Est-il encore besoin de rappeler à nos « fidèles lecteurs » que le Qatar, certes petit pays en terme de géographie … partage tout de même les plus grands champs gaziers offshores du monde avec l’Iran. Simple hasard ? L‘Iran veut "reconsidérer" un très important projet gazier avec Total portant sur une usine de liquéfaction de gaz à South Pars, en réaction aux récents propos de Nicolas Sarkozy et de Bernard Kouchner. Le Qatar comme médiateur, ou comme intermédiaire ?

UBS indique dans une note que la "société dément avoir le projet de sortir de la cote". Un autre analyste confirme avoir également obtenu un démenti de la part des relations investisseurs.

L’action a bondi en début de séance sur la foi de l’article pour gagner momentanément plus de 4%. Vers 10H35, elle progresse de 3,36% à 59,71 euros dans 605.000 titres échangés. La progression n’était que de 2.22 % à la cloture à 59,05 euros.

"C’est son ami d’enfance Jean-Paul Gut qui, de Londres, était chargé du montage. En raison des attaques dont Lagardère est l’objet, il lui a été demandé d’aller le plus vite possible", ajoute le journal. Est-il également besoin de rappeler que le groupe fait l’objet d’une enquête sur un éventuel délit d’initié lors de la vente à terme, en avril 2006, de 7,5% d’EADS.

Selon les dernières déclarations à l’Autorité des Marchés Financiers (AMF), Arnaud Lagardère détenait le 18 juillet 2007, via Lagardère Capital & Management, 10,07% du capital du groupe et 12,26% des droits de vote. La Qatar Investment Authority détient 6,09% du capital et 5,06% des droits de vote acquise selon une déclaration à l’AMF datant de juin 2006.

Sur le fond les analystes sont partagés sur l’intérêt d’une telle opération. "Cela ne me paraît pas d’actualité du tout.

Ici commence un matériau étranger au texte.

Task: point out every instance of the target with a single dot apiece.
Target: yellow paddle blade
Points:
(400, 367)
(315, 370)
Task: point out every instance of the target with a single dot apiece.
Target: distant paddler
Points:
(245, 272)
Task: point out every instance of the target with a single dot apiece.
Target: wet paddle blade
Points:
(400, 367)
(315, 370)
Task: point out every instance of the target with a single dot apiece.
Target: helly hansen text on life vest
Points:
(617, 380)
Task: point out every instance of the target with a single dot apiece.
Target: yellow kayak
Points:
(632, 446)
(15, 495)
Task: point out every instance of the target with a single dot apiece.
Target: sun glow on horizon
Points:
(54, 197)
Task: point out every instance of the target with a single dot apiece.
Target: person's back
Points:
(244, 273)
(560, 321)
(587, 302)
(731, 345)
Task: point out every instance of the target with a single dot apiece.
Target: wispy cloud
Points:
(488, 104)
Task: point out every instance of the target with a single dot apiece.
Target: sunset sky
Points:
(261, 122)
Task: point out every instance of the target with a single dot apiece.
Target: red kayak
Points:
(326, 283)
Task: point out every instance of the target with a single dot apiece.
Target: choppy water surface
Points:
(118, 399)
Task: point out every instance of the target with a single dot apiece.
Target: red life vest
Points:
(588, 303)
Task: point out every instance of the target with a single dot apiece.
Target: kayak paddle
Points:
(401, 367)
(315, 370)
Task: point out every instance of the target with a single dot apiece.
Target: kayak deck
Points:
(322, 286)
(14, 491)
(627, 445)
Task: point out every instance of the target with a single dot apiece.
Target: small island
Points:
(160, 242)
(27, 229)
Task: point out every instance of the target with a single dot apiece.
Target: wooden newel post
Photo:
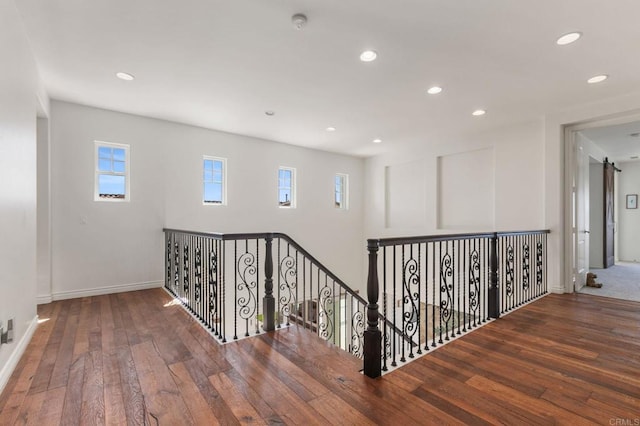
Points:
(372, 335)
(494, 290)
(268, 302)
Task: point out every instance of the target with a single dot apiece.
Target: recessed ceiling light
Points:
(568, 38)
(125, 76)
(368, 56)
(597, 79)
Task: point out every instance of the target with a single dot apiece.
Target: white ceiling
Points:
(620, 142)
(222, 64)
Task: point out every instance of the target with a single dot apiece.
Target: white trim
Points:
(119, 288)
(12, 362)
(127, 171)
(293, 201)
(224, 180)
(345, 191)
(43, 300)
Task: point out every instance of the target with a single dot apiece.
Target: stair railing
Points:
(217, 277)
(435, 288)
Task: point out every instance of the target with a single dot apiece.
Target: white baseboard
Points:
(120, 288)
(18, 351)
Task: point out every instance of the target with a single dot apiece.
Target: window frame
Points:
(98, 172)
(344, 205)
(291, 188)
(223, 184)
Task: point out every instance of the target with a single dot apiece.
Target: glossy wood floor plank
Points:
(137, 359)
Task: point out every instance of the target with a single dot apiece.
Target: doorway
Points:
(603, 229)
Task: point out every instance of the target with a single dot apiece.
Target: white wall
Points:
(19, 91)
(596, 215)
(43, 213)
(557, 163)
(107, 246)
(515, 195)
(629, 225)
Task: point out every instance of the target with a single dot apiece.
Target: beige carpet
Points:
(620, 281)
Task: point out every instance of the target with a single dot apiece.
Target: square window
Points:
(286, 187)
(111, 172)
(214, 181)
(341, 191)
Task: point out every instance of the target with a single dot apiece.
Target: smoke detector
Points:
(299, 20)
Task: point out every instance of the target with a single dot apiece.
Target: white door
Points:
(581, 216)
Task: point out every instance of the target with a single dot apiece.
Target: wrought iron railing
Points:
(435, 288)
(218, 278)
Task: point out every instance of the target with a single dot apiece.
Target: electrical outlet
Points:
(10, 331)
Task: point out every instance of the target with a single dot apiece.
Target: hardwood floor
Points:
(134, 358)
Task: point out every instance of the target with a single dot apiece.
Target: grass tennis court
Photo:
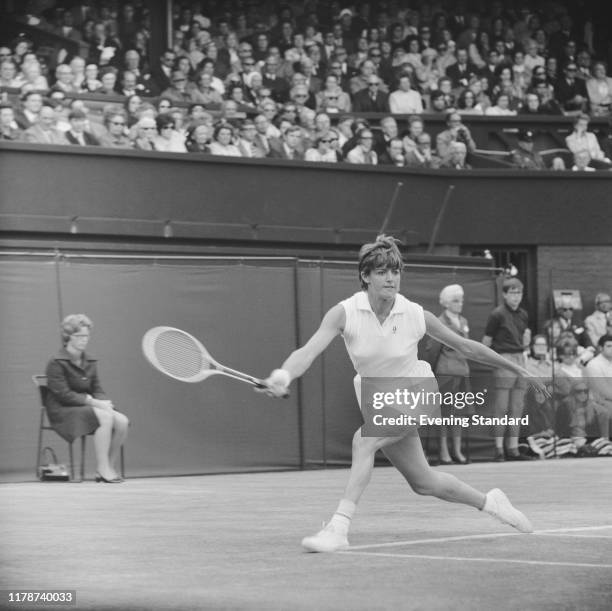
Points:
(233, 542)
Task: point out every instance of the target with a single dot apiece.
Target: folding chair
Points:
(41, 383)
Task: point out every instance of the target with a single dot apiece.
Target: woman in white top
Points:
(381, 330)
(322, 151)
(222, 142)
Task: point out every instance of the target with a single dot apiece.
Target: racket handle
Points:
(263, 387)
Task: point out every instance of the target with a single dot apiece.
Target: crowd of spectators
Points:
(255, 79)
(575, 357)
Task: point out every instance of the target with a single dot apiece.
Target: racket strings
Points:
(178, 355)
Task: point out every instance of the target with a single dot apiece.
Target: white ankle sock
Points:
(342, 518)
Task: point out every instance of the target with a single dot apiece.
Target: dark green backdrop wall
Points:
(250, 313)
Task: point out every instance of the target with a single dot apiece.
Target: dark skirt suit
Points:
(68, 384)
(451, 368)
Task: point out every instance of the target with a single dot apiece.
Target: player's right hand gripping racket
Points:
(181, 356)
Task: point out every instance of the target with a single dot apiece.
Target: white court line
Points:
(469, 537)
(462, 559)
(573, 535)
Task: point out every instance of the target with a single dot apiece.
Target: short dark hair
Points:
(511, 283)
(384, 252)
(607, 337)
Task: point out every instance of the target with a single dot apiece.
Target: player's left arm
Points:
(475, 351)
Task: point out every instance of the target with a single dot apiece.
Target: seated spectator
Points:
(76, 403)
(248, 143)
(582, 159)
(223, 141)
(548, 104)
(322, 150)
(129, 85)
(531, 106)
(33, 78)
(393, 153)
(532, 57)
(539, 362)
(108, 79)
(501, 107)
(77, 134)
(91, 82)
(300, 96)
(363, 152)
(600, 321)
(462, 71)
(457, 157)
(32, 102)
(588, 419)
(204, 93)
(570, 91)
(9, 130)
(421, 156)
(558, 164)
(265, 131)
(404, 100)
(145, 134)
(178, 91)
(331, 98)
(388, 131)
(525, 157)
(467, 104)
(415, 129)
(198, 138)
(116, 126)
(8, 75)
(456, 132)
(371, 99)
(437, 103)
(567, 367)
(64, 80)
(273, 81)
(564, 324)
(290, 144)
(599, 374)
(599, 91)
(44, 131)
(583, 140)
(105, 48)
(77, 65)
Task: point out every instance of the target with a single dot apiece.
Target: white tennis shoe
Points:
(499, 506)
(330, 539)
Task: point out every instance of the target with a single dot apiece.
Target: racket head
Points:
(178, 354)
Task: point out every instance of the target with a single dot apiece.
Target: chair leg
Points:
(71, 461)
(42, 416)
(83, 439)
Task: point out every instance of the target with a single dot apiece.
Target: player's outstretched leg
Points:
(499, 506)
(408, 457)
(334, 536)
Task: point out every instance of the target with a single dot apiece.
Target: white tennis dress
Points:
(387, 350)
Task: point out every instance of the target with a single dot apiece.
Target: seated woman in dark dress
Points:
(76, 403)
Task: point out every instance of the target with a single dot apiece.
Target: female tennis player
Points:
(381, 330)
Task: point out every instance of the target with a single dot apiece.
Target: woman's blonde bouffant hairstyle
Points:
(384, 252)
(72, 324)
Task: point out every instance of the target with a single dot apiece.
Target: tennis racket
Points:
(181, 356)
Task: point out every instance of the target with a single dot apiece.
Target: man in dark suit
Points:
(290, 145)
(570, 91)
(273, 81)
(371, 99)
(461, 72)
(161, 74)
(77, 134)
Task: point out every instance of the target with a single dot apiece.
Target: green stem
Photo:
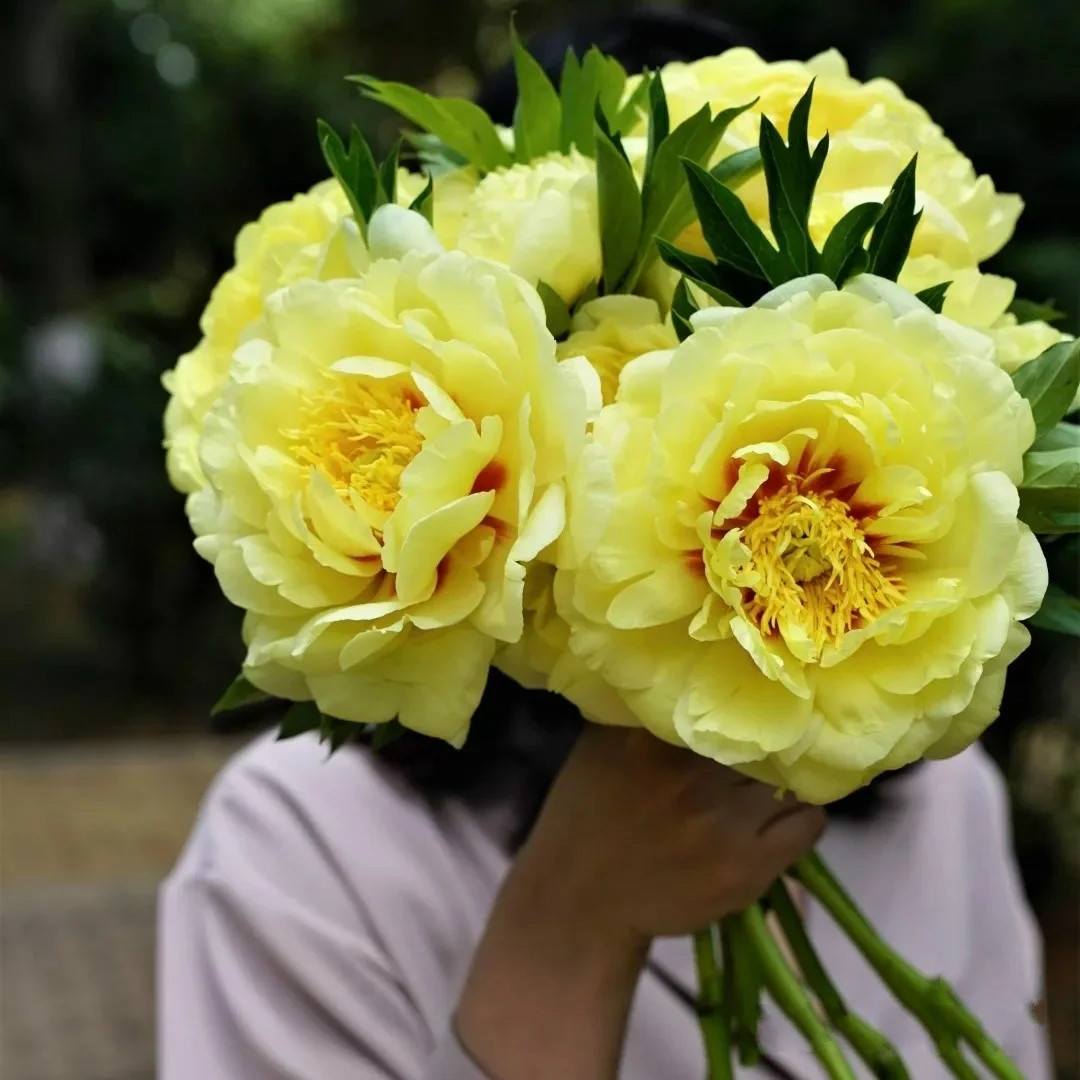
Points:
(742, 972)
(869, 1043)
(933, 1002)
(711, 1008)
(785, 989)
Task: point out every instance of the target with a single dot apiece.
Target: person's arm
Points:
(269, 967)
(265, 968)
(636, 840)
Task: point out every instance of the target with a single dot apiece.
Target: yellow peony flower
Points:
(799, 551)
(611, 331)
(540, 219)
(982, 300)
(306, 237)
(874, 131)
(388, 453)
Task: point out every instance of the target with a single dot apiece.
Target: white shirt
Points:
(323, 917)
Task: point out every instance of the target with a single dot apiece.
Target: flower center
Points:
(814, 566)
(361, 435)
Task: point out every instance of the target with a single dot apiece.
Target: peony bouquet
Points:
(686, 400)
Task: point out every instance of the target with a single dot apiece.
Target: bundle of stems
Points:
(740, 958)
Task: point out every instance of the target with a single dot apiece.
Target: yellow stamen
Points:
(815, 569)
(361, 435)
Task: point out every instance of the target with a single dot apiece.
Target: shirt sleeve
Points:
(1007, 972)
(260, 976)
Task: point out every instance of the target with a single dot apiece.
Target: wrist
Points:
(568, 918)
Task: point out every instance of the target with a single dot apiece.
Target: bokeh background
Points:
(136, 137)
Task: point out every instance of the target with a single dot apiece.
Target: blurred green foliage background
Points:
(138, 135)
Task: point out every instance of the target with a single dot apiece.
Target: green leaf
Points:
(354, 170)
(731, 233)
(556, 313)
(589, 293)
(791, 174)
(1050, 490)
(424, 202)
(1049, 382)
(934, 296)
(729, 287)
(738, 167)
(892, 235)
(597, 80)
(1058, 437)
(1060, 612)
(659, 119)
(1052, 470)
(299, 717)
(620, 210)
(462, 125)
(683, 307)
(844, 255)
(388, 174)
(538, 116)
(434, 156)
(665, 196)
(240, 693)
(1028, 311)
(624, 119)
(386, 733)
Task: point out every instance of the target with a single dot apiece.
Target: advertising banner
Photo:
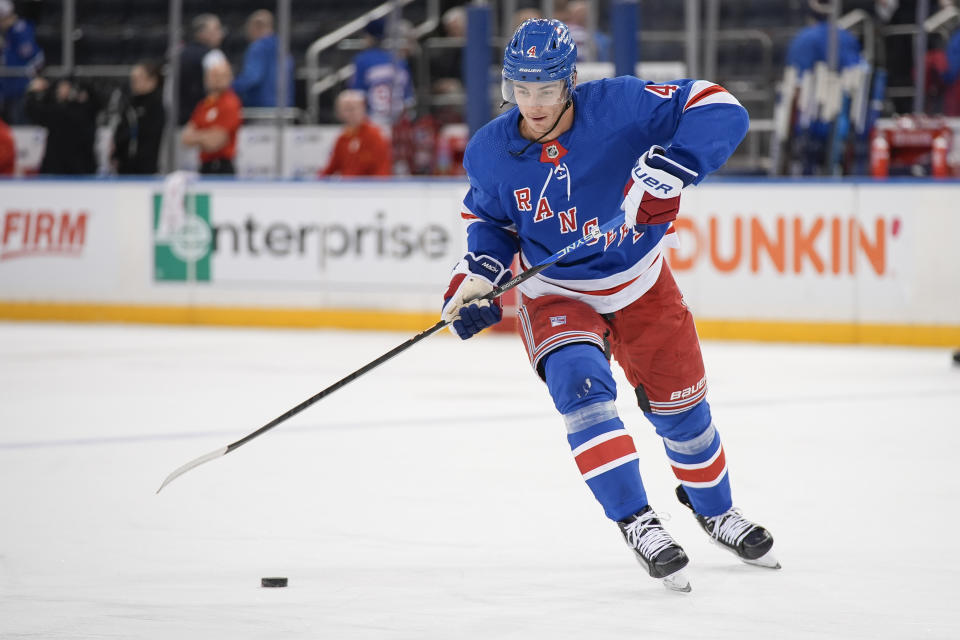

Je n’y crois pas du tout", déclare Bruno Hareng d’Oddo Securities. "Arnaud Lagardère contrôle la société via la commandite, il n’a pas intérêt à se retirer de la cote pour avoir un actionnaire à ses côtés contrôlant plus de 50% du groupe". "D’un point de vue politique, un Lagardère sous pavillon Qatar ne va pas dans le sens de la volonté de Christine Albanel de créer des champions français des médias", fait-il valoir par ailleurs.

Bruno Hareng juge en revanche plus crédible la rumeur d’une montée au capital du Qatar qui est déjà le deuxième actionnaire du groupe. UBS indique que "théoriquement, un rachat par effet de levier (LBO) à 67 euros présenterait un taux de rentabilité internesupérieur à 20%" dans l’hypothèse d’un multiple de valeur d’entreprise sur ebitda de 9 fois.Mais ajoute la banque, "un LBO serait un revirement stratégique pour la société qui a indiqué par le passé qu’un LBO assècherait la capacité d’investissement future pour alimenter sa croissance".

D’autres analystes n’écartent pas le scénario d’un retrait de la cote, estimant que le groupe n’a pas besoin de faire appel au marché et donc de rester coté, d’autant plus s’il est chahuté. Si Arnaud Lagardère trouve des investisseurs amis pour le maintenir quoi qu’il arrive à la tête du groupe, il pourrait être tenté, rajoutent certains.

Le groupe Lagardère, dont la participation est en cours de réduction de 15% à 7,5%, représente les intérêts français dans EADS au sein de la Sogeade, holding où il est associé à l’Etat qui détient 15%. La Sogeade est liée par un pacte d’actionnaires au groupe allemand DaimlerChrysler qui détient 15% aux côtés d’investisseurs privés et publics allemands détenant 7,5%. Le reste du capital est coté en Bourse.